Membaca merupakan proses memahami apa yang dibaca melalui indra penglihatan, dicerna dengan pikiran dan jatuh pada perasaan. Lain halnya dengan sekadar membaca, simbol-simbol bahasa hanya melintas sejenak di pikiran, tanpa menyampuri ranah emosi sedemikian kuat. Begitu pula dengan membaca cerpen-cerpen karya Ahmad Wayang di buku berjudul “Siti” ini. Jika kita membacanya dengan seksama, segala perasaan ‘dipanggil’ untuk naik ke permukaan.
Perasaan atau emosi yang muncul memang dipengaruhi oleh perbagai aspek, diantaranya intensitas dan rasionalitas. Bagi orang yang sudah mengenal dan berkawan dengan Wayang mungkin akan merasakan emosi yang lebih kuat  -bahkan mungkin menghubungkannya dengan kepribadian si penulis- ketimbang dengan orang yang baru pertama kali membaca karya-karyanya. Tapi Wayang secara jelas berusaha memasuki ranah emosi pembaca dengan pemilihan kata, alur, karakteristik tokoh dan konflik internal maupun eksternal, sehingga membuat pembaca –yang memberikan intensitas cukup kuat- diaduk sisi emosionalnya.
Cerpen “Kenangan Zen” misalnya, konflik internal (psikologis) yang dialami tokoh Gah karena cintanya kepada Zen tidak bersambut, dideskripsikan sedemikian kacau dan dalam sehingga kita turut mafhum terhadap situasi patah hati yang bisa saja dialami setiap orang.
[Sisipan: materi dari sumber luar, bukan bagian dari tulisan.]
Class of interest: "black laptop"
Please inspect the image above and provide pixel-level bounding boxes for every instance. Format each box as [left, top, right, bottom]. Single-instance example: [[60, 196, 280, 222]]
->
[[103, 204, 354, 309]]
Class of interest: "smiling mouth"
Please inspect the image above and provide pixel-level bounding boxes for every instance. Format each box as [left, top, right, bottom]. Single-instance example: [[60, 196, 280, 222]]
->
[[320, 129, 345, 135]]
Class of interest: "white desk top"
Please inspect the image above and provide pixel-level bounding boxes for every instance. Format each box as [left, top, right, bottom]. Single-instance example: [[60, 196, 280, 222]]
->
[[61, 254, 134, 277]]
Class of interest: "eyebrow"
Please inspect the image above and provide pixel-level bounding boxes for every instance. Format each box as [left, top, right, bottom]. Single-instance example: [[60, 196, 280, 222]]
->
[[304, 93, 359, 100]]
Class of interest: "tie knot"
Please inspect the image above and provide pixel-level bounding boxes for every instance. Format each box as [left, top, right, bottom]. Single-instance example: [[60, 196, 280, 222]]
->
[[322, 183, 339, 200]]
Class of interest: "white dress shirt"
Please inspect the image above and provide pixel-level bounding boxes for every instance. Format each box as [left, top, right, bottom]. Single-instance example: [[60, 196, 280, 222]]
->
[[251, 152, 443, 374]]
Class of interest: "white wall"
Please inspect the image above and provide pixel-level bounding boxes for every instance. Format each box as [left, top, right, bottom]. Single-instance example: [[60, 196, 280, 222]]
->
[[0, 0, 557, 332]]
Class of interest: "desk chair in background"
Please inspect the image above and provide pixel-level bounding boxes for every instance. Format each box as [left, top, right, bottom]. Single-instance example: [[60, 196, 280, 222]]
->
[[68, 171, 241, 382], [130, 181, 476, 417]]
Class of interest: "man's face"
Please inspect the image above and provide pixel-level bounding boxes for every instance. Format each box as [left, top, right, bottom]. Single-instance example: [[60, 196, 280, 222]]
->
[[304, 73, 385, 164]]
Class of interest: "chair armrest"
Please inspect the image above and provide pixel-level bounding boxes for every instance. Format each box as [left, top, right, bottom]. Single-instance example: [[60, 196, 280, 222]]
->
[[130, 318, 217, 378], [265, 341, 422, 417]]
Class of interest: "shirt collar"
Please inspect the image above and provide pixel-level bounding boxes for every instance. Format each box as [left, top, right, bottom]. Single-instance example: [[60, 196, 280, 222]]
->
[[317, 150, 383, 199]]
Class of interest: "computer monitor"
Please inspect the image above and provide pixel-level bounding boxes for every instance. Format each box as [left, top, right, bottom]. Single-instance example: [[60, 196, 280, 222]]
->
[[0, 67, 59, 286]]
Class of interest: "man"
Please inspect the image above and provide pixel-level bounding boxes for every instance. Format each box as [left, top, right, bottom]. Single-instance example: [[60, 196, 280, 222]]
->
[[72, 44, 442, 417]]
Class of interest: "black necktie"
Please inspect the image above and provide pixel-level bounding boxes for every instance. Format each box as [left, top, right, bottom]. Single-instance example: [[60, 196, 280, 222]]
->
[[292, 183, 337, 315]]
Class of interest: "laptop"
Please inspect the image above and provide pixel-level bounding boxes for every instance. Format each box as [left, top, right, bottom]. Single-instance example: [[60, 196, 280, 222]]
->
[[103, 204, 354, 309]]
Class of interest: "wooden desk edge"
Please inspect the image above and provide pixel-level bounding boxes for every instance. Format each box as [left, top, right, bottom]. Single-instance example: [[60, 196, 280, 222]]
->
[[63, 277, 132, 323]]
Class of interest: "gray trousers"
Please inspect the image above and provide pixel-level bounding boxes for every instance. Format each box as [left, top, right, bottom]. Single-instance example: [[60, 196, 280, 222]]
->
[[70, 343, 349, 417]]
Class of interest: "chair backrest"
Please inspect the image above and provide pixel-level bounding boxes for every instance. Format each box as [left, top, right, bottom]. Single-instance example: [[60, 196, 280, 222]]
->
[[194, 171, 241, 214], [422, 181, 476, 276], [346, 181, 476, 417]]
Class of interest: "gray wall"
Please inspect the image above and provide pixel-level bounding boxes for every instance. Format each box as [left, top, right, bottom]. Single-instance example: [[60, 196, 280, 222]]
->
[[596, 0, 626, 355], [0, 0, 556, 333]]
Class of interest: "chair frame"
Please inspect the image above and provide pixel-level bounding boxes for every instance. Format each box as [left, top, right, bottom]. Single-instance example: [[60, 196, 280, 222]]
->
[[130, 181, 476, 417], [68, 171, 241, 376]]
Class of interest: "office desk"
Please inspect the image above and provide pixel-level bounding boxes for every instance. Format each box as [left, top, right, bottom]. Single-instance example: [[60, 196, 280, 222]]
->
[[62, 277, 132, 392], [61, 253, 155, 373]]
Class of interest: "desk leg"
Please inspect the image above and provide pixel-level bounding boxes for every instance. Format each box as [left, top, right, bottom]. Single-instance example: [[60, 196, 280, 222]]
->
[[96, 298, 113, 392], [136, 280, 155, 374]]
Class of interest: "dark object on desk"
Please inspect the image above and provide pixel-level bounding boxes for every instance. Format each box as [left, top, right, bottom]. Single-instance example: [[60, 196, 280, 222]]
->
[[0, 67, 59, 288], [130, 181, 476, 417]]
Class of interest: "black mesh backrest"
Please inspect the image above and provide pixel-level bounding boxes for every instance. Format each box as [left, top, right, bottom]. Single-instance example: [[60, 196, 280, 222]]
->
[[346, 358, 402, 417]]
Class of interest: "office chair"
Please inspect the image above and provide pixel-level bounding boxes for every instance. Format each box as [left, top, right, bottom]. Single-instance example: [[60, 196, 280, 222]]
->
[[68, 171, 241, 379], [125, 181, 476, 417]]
Kemudian dengan santun, Wayang memberikan sedikit petuah kepada kita, ketika tokoh Gah bangkit dan melawan sakit hatinya dengan berlari ke perempuan lain –meskipun ini tidak membuatnya lupa pada Siti-. Setidaknya Wayang telah memberitahu kita bahwa tidak baik berlarut-larut dalam nestapa bahkan “Kenangan Zen” –melalui tokoh Naila- juga bisa memberikan penghiburan kepada orang-orang yang tengah patah hati, bahwa masih banyak perempuan lain yang tidak menutup kemungkinan akan membahagian si lelaki.
Rasa kesal sekaligus ngeri juga menghampiri ketika kita singgah di cerpen “Pistol”. Satib yang garang dan keji, menjadi pembunuh hanya karena Siti-nya yang gembrot diledek orang. Hal tersebut memang bukan hal yang absurd, sebab telah banyak dijumpai kasus-kasus pembunuhan berlatarkan cinta. Tetapi agaknya tokoh Satib dibuat terlalu berlebihan. Ia membunuh orang terang-terangan, tetapi tidak ada satu pun kasus pembunuhannya yang diselisik. Dalam dunia nyata tentu agak mengherankan. Namun ini memang hanya fiktif belaka sehingga irasionalitas pun dihalalkan. Justru hilangnya rasionalistas ini lah yang lagi-lagi berhasil mengaduk emosi pembaca.
Semua cerpen dalam “Siti” –kecuali cerpen Pistol- berakhir menyakitkan. Semua masalah terselesaikan tetapi tidak menjadikan si tokoh bahagia. Cerpen “Mata” berakhir dengan perginya Siti bersama lelaki lain, dan usaha si tokoh aku merebut Siti dengan cara membunuhnya. Tak beda dengan “Mata”, cerpen “Surat” pun diakhiri dengan kepergian Siti karena Siti hanya menganggap Jon sebagai teman. Sedangkan cerpen “Cemburu” membuat Siti pergi dari hidup Gading karena Patimah –mantan kekasih Gading- juga masih menaruh harapan pada Gading.
Mengingat perkataan Darwin bahwa emosi sangat berguna untuk memotivasi diri melakukan sesuatu. Emosi yang dipinjamkan Wayang kepada kita lewat cerpen-cerpennya juga bisa jadi berguna dan memberikan motivasi bagi kita untuk tidak melakukan kekeliruan-kekeliruan yang sama dengan tokoh-tokoh dalam buku “Siti” ini. Dengan kata lain, bukan hanya emosi kita saja yang tersentuh, tetapi ada pelajaran yang bisa kita ambil dari sisipan-sisipan kisah cinta di buku ini.